Her school slate is on my desk—the tiny wood-framed board where wrote and erased hundreds of mathematics problems and letters as a young girl in California where nuns still carried rulers. My shelves are lined with her Oz books, which are filled with drawings that she had colored with crayons, bright-colored Dorothys and Tik-Toks and Tin Woodmans.
I have her marble-topped dresser, sand dollars she and her mother collected on Stinson Beach, crystal berry bowls and her father’s silver, and a basket full of embroidered crosses from her great-aunts. But it’s still not enough. I could have her whole darn house inside my two-bedroom apartment and I still would feel something missing.

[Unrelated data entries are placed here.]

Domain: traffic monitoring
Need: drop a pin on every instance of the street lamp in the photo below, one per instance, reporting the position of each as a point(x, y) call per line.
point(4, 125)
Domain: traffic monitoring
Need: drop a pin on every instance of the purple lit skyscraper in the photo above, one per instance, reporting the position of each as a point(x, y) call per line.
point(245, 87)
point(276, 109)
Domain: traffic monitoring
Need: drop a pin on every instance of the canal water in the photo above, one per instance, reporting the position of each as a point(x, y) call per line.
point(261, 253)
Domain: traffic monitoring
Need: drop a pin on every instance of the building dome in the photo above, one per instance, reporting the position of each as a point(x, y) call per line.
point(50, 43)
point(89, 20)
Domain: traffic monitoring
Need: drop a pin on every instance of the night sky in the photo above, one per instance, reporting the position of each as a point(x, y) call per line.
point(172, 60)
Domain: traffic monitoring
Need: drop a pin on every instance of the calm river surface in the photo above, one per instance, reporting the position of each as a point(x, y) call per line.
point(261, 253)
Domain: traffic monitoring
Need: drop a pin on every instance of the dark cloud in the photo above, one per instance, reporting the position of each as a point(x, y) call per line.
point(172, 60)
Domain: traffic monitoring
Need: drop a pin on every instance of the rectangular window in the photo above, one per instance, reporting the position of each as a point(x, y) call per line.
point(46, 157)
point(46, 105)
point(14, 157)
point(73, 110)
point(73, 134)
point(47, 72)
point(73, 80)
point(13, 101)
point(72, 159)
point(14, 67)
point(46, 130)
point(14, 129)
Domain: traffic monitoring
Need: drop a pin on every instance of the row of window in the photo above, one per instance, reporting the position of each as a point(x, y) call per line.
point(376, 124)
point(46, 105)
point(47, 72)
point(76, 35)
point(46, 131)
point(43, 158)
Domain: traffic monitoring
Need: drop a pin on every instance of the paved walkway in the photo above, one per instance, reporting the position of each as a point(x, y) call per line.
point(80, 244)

Anyone who has truly lost someone knows what I mean. Anxiety sometimes arrives at night when I feel like I have forgotten to do something—after some time sitting with uneasiness I remember it’s just that I have forgotten to call her. Or that I can’t call her. I used to call her every night, just to check in, to see how she was feeling. Was she nauseous that day? Tired? Did she take a nap? Would she be up for going to see the kids get their karate belts Thursday night?
It’s odd how one can forget, even years later, that someone is no longer there. The brain works in mysterious ways. It’s almost as if some synapses temporarily cease firing and for a moment, I forget how things are now.
In those moments, I lose my footing. My center slips and I feel like a little kid all alone (even though I am almost 40). There’s something about losing a parent that grows you up. Suddenly, you are the adult because the person who used to take care of you is no longer there, or no longer can. You are now the elder—because there’s no one else to make the special recipe macaroni salad or your mother’s barbecue sauce, no one else remembers who exactly Uncle Vincent is, and by the way, the grandchildren are all growing up and you are the only one who remembers their birthdays (or maybe you don’t).
I am losing my grounding less frequently these days—at first it was daily, then weekly, then monthly—now it’s just every now and then. It can last a few minutes, an hour, even a few days. I may cry—I may not. I may just walk around with a grey feeling, not able to articulate why. Or know how to get out of it.
But eventually, the moment passes and I find that gracious center again. I find the center in remembering my mother and all that held her together. She said to my friend once, “Kellie is my rock.” The funny thing is, now that life continues without her, I feel as if she was mine. I am anything but a rock. When I am untethered, I feel like grains of sand on a soft beach. I am simply sand being moved by an unforgiving wind, an unfamiliar wind that leaves curious patterns etched in the dunes.